1. Technical Field
The invention is a head tracking controller for a floppy disk drive system in which the influence of track radius and the presence of offset error are both eliminated to provide a significantly more accurate head tracking control and a significant advance on the art.
2. Description of Related Art
A hard disk drive, such as the Winchester disk drive, typically includes a plurality of hard disks rigidly held together and rotated simultaneously by the disk drive and contacted by a corresponding plurality of read/write heads rigidly coupled together. One of the many disk surfaces is dedicated to prerecorded tracking signals. That head associated with the dedicated disk surface picks up the prerecorded tracking signals and sends them to a head servo, which uses these signals to control the radial position of all the heads. The purpose of the head servo is to keep all the heads in the center of the desired disk track.

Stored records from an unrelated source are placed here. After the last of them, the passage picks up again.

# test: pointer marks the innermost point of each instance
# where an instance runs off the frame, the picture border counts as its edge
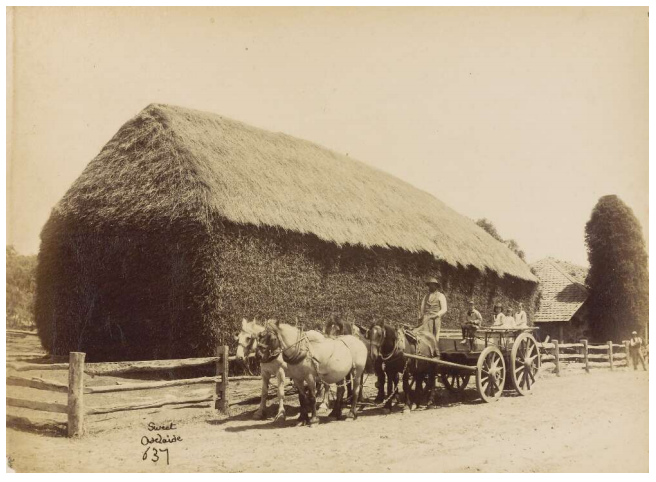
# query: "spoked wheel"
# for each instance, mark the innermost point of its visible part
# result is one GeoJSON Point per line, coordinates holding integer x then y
{"type": "Point", "coordinates": [455, 382]}
{"type": "Point", "coordinates": [490, 374]}
{"type": "Point", "coordinates": [524, 363]}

3. Discussion related to the Problem
Floppy disk drives present more difficult tracking control problems, because the disks are not rigid and therefore cannot be rigidly joined together as a plurality of disks in which one of the disk surfaces is dedicated to generating constant tracking error signals. Thus, the head tracking control system for hard disk drives is not useful for floppy disks. Instead, each floppy disk must be operated separately and independently, with its own prerecorded tracking error signals sharing space with the recorded user data. Because the prerecorded tracking error signals must share space with the stored data, they are preferably limited to short bursts so that their processing is more critical than the processing of the constant tracking signal characteristic of a hard disk drive.
Tracking signals are typically prerecorded on both the right and left side of each disk track. The head picks up both the right and left signals, and the two are separated and subtracted from one another, to generate a head tracking position error signal. The presence of two (right and left) simultaneous tracking signals rquires two channels, or sets of circuits, to perform the separation and subtraction steps. The two parallel channels are characterized by an offset error between them (due to unavoidable component differences) and this offset error is unavoidably introduced into the error computation process.
The prerecorded tracking signal, as sensed by the head, has a diffferent waveform--and therefore a different energy content--at different disk radii or tracks. (This is because the bit density on the disk is inversely proportional to the track radius). As a result, using the prerecorded right-hand and left-hand tracking signals sensed by the head to compute head tracking position error produces different error signals at different disk radii for the same tracking error. Thus, there is a built-in radial bias error in the tracking control system.
In summary, floppy disk drives are characterized by limited space for prerecording tracking signal, a built-in offset error and a built-in radial bias error. In the prior art, these undesirable characteristics have remained an impediment to improving disk drive accuracy and therefore constitute a fundamental limitation.